What do you do with infrastructure that your invading army has seized? In early March, the Russians captured the Zaporizhzhia nuclear power plant (ZNPP). This is the largest nuclear power plant in Europe which has six reactors with a total capacity of 6 GW.
Despite being captured and having interim curator managers sent from the Russian company Rosatom, ZNPP continues to work in the power system of Ukraine but at minimal capacity. Four of the six units are shut down and kept in reserve, and those in operation provide pumps to cool the core of all reactors. 11 thousand specialists continue to work at the station.
The occupiers are generating various ideas about what to do with ZNPP: supply electricity to Crimea, sell it to the Ukrainian government, or stop it.
On May 18, the Gauleiter of Crimea Aksonov spoke about plans to restore the pylons of power lines, which were damaged in 2015, to supply electricity from ZNPP.
Occupied Crimea is synchronised with the Russian power system. But ZNPP is a part of Ukraine’s energy system that is synchronised with the European ENTSO-E system. Therefore, there is no physical possibility to supply electricity from the nuclear power plant to the Crimean peninsula, or to Russia.
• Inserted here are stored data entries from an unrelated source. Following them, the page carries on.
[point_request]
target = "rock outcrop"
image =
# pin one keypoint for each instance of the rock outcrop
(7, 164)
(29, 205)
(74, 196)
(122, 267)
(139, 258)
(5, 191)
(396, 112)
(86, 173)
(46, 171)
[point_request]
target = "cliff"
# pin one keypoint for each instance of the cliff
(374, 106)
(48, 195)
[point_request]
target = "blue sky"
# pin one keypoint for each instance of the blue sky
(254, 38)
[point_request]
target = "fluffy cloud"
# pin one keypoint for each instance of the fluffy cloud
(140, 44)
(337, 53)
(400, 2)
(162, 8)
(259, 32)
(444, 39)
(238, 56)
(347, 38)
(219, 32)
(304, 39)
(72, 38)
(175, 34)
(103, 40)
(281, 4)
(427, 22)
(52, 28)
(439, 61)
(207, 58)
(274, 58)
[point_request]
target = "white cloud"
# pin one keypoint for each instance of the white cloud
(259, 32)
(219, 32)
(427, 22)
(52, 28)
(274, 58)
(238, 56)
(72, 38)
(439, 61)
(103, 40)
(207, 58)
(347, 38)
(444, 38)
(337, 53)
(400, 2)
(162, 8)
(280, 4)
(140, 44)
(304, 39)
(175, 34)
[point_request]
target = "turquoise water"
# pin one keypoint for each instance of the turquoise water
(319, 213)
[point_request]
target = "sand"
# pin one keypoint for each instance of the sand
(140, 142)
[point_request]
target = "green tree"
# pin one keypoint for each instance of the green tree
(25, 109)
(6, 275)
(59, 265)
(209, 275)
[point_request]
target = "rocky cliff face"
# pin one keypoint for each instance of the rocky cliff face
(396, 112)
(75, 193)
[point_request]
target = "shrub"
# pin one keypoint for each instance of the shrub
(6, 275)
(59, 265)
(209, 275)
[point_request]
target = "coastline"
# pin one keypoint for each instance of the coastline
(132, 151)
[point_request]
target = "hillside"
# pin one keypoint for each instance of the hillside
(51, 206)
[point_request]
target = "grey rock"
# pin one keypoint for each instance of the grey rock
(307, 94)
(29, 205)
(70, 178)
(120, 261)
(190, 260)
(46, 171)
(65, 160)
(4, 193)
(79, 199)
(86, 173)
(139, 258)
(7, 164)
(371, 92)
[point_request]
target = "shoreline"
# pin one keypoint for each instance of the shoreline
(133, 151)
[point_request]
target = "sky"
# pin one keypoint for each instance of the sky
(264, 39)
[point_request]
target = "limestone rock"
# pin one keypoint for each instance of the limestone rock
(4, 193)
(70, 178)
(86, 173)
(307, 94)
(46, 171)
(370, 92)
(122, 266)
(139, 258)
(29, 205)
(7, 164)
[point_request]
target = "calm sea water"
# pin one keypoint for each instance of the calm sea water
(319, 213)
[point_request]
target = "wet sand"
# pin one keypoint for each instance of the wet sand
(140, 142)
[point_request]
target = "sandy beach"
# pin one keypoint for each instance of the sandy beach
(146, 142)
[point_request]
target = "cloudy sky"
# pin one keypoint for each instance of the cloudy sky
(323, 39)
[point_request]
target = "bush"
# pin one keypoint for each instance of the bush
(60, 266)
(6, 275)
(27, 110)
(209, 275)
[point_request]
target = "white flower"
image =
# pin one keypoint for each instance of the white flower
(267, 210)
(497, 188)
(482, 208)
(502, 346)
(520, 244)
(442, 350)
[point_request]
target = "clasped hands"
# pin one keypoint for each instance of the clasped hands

Also, the frequency at which the Russian power system operates does not coincide with the frequency of the Ukrainian power system in which ZNPP is located.
There is not even a ZNPP-Crimea power line. In a nutshell, the occupied NPP cannot be connected to the occupied Crimean peninsula by direct network infrastructure.
It would take at least 10 years to build a separate line from ZNPP to Crimea or occupied Donbass, taking into account sanctions on the supply of technology and the scale of Russian corruption, according to Ukrenergo head Volodymyr Kudrytsky. Such a project would cost hundreds of millions of euros.
At the end of 2020, a 750-kilovolt overhead transmission line was launched in Ukraine, Zaporizhzhia NPP – Kakhovka Substation, which allowed Zaporizhzhia Nuclear Power Plant to produce a total capacity of 6 GW and which connected this NPP with Kyiv. The construction of the line took more than 5 years.
In addition, the volume of electricity consumption in Crimea is the capacity of one ZNPP unit, so the hypothetical operation of the station only for the needs of the Crimean peninsula would simply not be unprofitable.
It is technically possible to shut down all six units of the station, but this is dangerous, because the station’s electricity is needed to operate pumps that cool the reactor cores.
If the operation of the units is stopped, the cooling pumps will have to be supplied with electricity from the Ukrainian power system, or emergency diesel generators, which would generate the risk of nuclear catastrophe due to possible problems with generators and fuel supplies for them.